The Chief, there is nothing obvious about that at all.

But, truth be told, I was hoping that she does love you and that you are able to show her love, caring, and more than anything, respect. Because from what I've seen, you seem to be unable to show that to anybody.



Oh, and your new avatar is exactly perfect for you.

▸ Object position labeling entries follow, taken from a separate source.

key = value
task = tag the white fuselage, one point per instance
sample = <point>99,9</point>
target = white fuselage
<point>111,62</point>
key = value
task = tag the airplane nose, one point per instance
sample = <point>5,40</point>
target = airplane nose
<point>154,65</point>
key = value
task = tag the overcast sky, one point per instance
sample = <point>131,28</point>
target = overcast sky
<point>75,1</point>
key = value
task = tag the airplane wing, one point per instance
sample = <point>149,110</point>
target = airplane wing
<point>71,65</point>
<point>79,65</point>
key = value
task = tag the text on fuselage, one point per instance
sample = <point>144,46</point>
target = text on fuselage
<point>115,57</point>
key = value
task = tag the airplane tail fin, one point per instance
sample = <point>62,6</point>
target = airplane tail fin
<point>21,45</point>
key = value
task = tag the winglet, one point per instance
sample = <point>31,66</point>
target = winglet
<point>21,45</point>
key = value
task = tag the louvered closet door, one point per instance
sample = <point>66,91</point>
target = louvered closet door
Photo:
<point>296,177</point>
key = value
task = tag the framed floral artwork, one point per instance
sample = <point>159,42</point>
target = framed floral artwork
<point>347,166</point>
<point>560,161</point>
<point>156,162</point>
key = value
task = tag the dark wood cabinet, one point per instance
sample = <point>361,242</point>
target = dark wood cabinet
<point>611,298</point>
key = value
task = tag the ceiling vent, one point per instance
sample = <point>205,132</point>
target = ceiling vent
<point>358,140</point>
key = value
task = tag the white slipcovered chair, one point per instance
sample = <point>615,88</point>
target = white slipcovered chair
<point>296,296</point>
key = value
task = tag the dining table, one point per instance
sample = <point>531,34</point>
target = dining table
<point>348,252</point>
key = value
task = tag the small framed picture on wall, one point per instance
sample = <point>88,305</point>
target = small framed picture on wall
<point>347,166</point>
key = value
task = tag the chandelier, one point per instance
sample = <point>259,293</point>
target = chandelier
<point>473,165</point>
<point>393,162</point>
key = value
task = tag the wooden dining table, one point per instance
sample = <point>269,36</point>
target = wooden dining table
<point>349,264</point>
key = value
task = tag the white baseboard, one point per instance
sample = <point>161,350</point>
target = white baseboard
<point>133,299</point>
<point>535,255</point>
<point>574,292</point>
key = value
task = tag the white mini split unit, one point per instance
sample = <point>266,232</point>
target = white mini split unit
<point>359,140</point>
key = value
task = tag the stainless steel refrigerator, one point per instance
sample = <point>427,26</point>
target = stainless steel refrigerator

A child telling the world to F-off:

anita514

Gym climber
Great White North
Sep 24, 2013 - 06:47pm PT
hey Chef, how's the crotch rocket?
dirtbag

climber
Sep 24, 2013 - 07:28pm PT
Riley completely nails it. They ARE illiterate.
anita514

Gym climber
Great White North
Sep 24, 2013 - 08:22pm PT
I won't sexually deprive FortMental!

nice edit there, Chiefy.
TGT

Social climber
So Cal
Sep 24, 2013 - 08:28pm PT
http://www.thepiratescove.us/2013/09/24/if-all-you-see-900/
mechrist

Gym climber
South of Heaven
Sep 25, 2013 - 12:21am PT
Rong, you mentioned air pollution in LA has improved since 1980. You realize the 1980 pollution levels were about the same as the 1970 levels, despite a huge increase in population and hence miles driven. Ready to pull you head out of your ass and acknowledge WHY?

http://www.epa.gov/air/caa/requirements.html



And yes, there are people out there who still criticize the clean air act... the only reason LA's air is as "clean" as it is.